Just the week prior Gaby was going to come visit me on Thursday the 9th. On Monday she let me know that she would not be able to make it. Things had taken a turn for the worse for her. Luckily I was feeling well enough by then to make the drive to Ballard so I went to visit her. I am so glad that I did. There was no question what was happening. Her time was just about up. I was unaware that some time ago Gaby had been told she had six months to live. She was the picture of peace and grace, she was as ready as one can be. Just by visiting her that day I know I learned some lessons.
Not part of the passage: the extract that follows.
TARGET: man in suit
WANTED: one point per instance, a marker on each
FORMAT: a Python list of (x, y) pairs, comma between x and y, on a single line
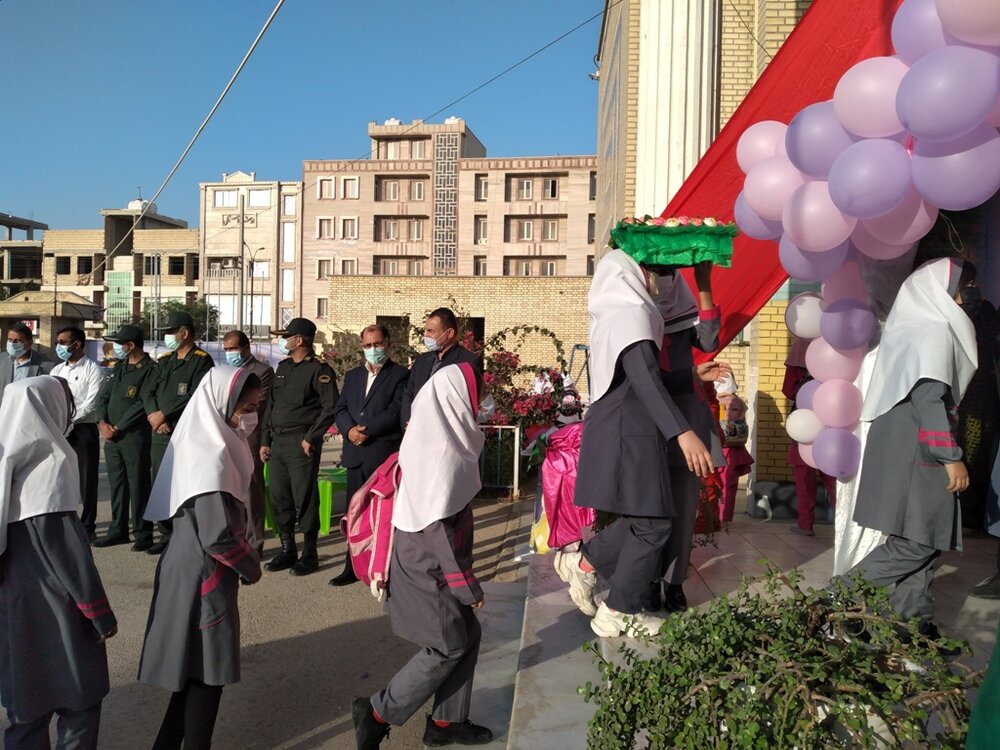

Gaby was a force for good; a tiny woman with seemingly unlimited energy. She had been diagnosed with cancer about a year prior to me. She tried chemo once, I believe and knew it was not for her. She went on to take part in more than one clinical trial through Fred Hutchison and she did very well on Keytruda. It shrunk all the tumors in her liver (one of the reasons we were so hopeful about Keytruda…everybody’s body is different, for sure). Between and during these treatments Gaby went on to live her life. She traveled a great deal. She kept working full time up until recently, then cut back  and was working part time until maybe 2 weeks ago. She even went in just the week before last to tie up loose ends. She was a force and a ball of energy for all things good!

Yesterday we went to a gathering in her home with her husband Don and her 2 grown kids Ari and Miles. I was happy to meet some of  Gaby’s friends and her mom. I knew Gaby was a generous, patient, kind woman, and all of that was reinforced with more details of her life. It was a beautiful gathering. There will be a memorial later this spring.

I’m sure you can understand that there are no words for me to say how much I will  miss Gaby. We did not see each other alot, but we typically emailed once a week or so to check in on each other. She was a lovely, couragous, generous, caring friend.

updates

I had chemo last Monday and had the typical tired, kind of depressing days following chemo. I was feeling well enough to take Mike to have his meniscus surgery on Friday. When he was released to go home he was actually able to bear weight and has not needed crutches or even a walking stick. Friday night, due to all the local anesthesia he was doing great. Saturday and Sunday the stiffness and soreness set in. He did a great job of icing and elevating so I think he is doing as well as he could. He wants to be an un-patient patient but I try my best not to let him. He is wanting to start rehab and it is only 3 days after surgery. The doctor said 2 weeks rest for the knee and I made sure the doctor repeated that a few times. I still have to remind him it is NOT time for rehab. That knee needs some time to heal.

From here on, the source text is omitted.